Kitabınızın ismi hakkında devam etmek istiyorum. Beynin Gölgeleri neyi ifade eder? Neden Beynin Gölgeleri?

Şimdi konuyla ilgili olanlar bilir, Roger Penrose’nun Shadows of The Mind adlı bir kitabı var. Bildiğim kadarıyla şimdilerde Türkçeye çevriliyor ya da çevrildi. Biraz ona nazire olarak konmuş bir başlık. Epey farklı sonuçlara ulaşıyoruz çünkü. Bence Penrose beyni iyi anlamamış, konusu değil zaten. Ama kitabın isminin Beynin Gölgeleri olmasının başka nedenleri de var. Kitapta beyne ait gibi gözükmeyen, tamamen farklı bir varlık tarzı gibi görünen öznel deneyimlerin, fenomenal yaşantıların beynin fizik ve kimya bilimleri tarafından incelemeyen temel bir özelliği olduğunu göstermeye çalıştım. Orda ‘gölgeler’ biraz da fenomenal yaşantılar anlamına geliyor.

Samir Zeki 2012 Türkiye’de düzenlenen bir nöro bilim toplantısında şöyle bir cümle kullanıyor “Beynin nöral faaliyetleri fenomenal bir dünya üretir.” Bu cümle üslup açısından da ifade ettiği soyutlama gücü itibariyle de leziz. Diğer bir açıdan da sekizinci bölümün açılış cümlesi. Çalışmanızı özetleyen bir cümle mi?

Samir Zeki dünyanın en büyük nöro-biyologlarından biri. Türkiye’de de sık sık konuşmalar yapar, bilimsel toplantılara katılır. Birçok dil bilir, Türkçeyi de biraz bilir. Türkiye’de bilimsel bir toplantıda yaptığı bir konuşmada o cümleyi kurdu. Ben de tam o dönemde düşüncelerimi doğru bir şekilde ifade etmemi sağlayacak bir kavram, bir kelime arıyordum.

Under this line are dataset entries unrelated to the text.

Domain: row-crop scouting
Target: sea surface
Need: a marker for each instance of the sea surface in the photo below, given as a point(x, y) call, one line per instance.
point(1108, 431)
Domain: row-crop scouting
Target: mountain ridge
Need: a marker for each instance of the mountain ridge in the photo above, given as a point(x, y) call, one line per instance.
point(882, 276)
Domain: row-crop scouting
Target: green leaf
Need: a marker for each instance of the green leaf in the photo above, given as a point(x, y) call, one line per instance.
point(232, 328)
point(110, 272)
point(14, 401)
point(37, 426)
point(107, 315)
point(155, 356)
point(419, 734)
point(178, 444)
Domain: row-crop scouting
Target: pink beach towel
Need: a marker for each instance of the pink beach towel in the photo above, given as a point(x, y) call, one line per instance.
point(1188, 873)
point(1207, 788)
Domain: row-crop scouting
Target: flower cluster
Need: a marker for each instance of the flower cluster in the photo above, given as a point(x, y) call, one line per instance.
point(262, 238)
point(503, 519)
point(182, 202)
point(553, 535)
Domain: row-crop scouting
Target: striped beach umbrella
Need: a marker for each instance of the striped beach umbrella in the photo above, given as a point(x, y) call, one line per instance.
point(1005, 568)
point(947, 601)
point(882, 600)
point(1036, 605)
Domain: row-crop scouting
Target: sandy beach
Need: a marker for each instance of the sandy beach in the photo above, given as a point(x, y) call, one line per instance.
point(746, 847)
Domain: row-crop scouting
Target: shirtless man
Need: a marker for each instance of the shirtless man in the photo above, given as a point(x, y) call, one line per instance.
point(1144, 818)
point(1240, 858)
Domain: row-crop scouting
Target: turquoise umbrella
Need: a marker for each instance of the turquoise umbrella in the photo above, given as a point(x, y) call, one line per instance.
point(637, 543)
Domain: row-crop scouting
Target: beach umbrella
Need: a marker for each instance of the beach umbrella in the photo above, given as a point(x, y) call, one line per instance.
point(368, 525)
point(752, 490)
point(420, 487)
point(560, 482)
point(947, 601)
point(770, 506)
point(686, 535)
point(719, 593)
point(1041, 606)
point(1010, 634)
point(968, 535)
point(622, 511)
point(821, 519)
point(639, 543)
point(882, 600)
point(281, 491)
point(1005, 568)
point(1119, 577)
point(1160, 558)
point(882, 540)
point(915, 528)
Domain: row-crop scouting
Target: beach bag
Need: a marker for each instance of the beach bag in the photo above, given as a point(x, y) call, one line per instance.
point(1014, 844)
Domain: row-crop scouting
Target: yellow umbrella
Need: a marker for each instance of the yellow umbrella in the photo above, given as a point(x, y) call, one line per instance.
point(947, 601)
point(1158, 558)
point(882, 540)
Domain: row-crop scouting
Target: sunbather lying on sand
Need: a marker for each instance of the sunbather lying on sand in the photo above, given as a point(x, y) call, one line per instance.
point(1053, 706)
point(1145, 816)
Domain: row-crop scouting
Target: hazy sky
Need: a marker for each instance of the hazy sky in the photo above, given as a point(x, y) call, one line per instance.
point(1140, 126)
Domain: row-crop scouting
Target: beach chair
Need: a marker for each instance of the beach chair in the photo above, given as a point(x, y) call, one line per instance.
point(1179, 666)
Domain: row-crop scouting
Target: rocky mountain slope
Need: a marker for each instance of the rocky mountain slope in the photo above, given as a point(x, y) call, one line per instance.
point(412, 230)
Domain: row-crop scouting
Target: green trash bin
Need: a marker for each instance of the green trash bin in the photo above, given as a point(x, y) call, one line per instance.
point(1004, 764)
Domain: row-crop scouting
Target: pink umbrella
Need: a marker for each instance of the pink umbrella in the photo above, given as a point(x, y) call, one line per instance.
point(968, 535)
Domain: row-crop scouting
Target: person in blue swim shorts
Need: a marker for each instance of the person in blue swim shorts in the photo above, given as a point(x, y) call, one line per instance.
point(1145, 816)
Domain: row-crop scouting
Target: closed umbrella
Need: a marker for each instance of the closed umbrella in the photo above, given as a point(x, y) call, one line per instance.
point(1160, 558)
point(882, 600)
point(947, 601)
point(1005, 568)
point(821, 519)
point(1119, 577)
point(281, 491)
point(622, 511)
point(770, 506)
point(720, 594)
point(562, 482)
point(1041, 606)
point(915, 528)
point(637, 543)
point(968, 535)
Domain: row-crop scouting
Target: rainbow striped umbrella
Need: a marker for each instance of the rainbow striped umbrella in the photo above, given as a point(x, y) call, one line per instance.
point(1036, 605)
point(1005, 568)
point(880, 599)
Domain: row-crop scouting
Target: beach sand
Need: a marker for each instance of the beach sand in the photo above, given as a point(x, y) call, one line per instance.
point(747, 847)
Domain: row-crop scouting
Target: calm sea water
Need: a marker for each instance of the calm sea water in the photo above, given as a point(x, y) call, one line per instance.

Düşündüğüm şeye denk gelecek, onu karşılayacak bir kavram geliştireyim ki “bilinç” kavramını kullanmadan fenomenal yaşantılardan söz edebileyim. Çünkü bence günümüzde yapılan çalışmalarda ‘fenomenal bilinç’ kavramının kullanması yanlış düşünmeye sevk ediyordu bizi. Zeki sayesinde istediğim kavramı bulmuş oldum: ‘fenomenal bilinç’ değil, bilinci de içerecek şekilde düşünülebilecek ‘fenomenal dünya’.

Fenomenal bilinç kavramından Fenomenal dünya kavramına.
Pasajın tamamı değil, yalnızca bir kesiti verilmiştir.